Another reason that can be argued against the death penalty is survivors of sexual assault are often considered to have lost their honour. As in most of the part, the sexuality of women is linked to honour. A women’s right group, in 2018, opposing the death penalty for rape said; “The logic of awarding death penalty to rapists is based on the belief that rape is a fate worse than death. Patriarchal notions of ‘honour’ lead us to believe that rape is the worst thing that can happen to a woman. There is a need to strongly challenge this stereotype of the ‘destroyed’ woman who loses her honour and who has no place in society after she’s been sexually assaulted. We believe that rape is a tool of patriarchy, an act of violence, and has nothing to do with morality, character or behaviour.”

The Gloomy silence

Whenever any such case catches public attention, mass protests are carried out demanding for hanging the rapist.
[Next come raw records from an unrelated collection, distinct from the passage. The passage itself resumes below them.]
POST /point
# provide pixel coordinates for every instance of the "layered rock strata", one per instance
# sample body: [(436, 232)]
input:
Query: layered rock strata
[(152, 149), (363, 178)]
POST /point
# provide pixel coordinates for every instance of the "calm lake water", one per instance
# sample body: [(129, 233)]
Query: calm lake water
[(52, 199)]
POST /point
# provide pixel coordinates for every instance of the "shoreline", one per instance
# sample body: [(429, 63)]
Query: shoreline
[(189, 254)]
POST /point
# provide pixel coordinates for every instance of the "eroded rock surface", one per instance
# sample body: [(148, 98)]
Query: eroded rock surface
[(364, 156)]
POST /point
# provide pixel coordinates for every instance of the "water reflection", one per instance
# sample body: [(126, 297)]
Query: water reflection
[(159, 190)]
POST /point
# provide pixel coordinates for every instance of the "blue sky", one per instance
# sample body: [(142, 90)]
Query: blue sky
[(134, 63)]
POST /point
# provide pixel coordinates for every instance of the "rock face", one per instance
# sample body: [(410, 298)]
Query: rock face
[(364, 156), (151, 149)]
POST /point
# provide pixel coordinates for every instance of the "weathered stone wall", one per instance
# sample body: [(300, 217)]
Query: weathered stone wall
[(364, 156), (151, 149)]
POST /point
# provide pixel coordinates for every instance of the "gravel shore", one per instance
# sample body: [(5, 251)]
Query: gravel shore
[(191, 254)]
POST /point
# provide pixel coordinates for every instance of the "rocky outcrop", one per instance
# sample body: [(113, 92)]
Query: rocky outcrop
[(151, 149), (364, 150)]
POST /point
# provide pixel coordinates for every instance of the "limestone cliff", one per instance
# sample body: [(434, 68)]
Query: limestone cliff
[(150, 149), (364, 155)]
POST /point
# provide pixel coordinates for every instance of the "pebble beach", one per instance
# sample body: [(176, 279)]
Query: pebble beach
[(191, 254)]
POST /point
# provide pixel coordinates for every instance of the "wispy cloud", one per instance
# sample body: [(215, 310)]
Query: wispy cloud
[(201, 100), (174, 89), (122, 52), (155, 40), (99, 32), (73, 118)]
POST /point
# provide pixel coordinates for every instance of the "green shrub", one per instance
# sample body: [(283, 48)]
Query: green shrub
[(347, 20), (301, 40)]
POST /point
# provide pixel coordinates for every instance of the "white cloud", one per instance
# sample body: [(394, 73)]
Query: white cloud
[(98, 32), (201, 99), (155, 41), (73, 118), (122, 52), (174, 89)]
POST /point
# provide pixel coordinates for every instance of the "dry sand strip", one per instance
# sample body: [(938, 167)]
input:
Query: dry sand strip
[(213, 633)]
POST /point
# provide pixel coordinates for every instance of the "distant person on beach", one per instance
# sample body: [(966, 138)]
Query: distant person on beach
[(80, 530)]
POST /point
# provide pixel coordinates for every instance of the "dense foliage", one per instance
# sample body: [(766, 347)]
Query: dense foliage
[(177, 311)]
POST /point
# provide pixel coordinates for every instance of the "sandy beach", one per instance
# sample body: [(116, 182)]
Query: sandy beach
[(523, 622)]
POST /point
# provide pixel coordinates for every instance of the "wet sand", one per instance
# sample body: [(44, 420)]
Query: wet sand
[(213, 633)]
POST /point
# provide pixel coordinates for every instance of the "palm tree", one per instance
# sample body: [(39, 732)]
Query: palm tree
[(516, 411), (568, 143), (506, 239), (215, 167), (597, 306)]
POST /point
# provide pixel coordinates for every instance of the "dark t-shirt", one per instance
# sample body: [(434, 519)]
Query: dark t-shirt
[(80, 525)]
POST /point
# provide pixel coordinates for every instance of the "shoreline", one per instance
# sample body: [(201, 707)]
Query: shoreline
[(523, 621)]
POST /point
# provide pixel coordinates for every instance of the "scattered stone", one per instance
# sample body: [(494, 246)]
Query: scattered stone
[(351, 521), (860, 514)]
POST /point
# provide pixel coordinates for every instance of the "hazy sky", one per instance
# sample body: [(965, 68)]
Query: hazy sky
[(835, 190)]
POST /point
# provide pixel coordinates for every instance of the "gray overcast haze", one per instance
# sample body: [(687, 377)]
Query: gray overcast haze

But what we miss is only a very small proportion of the rape cases makes to the headline. Most of them stay unconcerned. When the protest dims people forget about the case and thus the victim suffers in dark.

The demonstrators ranting “Hang the rapists” and “No mercy to rapists”, crowding the street, demanding for justice; it is like a reel played over and over again, few times a year just with new faces every time. In some cases, the rapist gets charged with life imprisonment or death penalty whereas in some they escape; but rapes keeps on happening. Thousands of cases piling up every year but nothing changes.

To make changes and stop these crimes it is more important for courts to bring quick conviction in the cases and empower women to speak up for themselves without fear.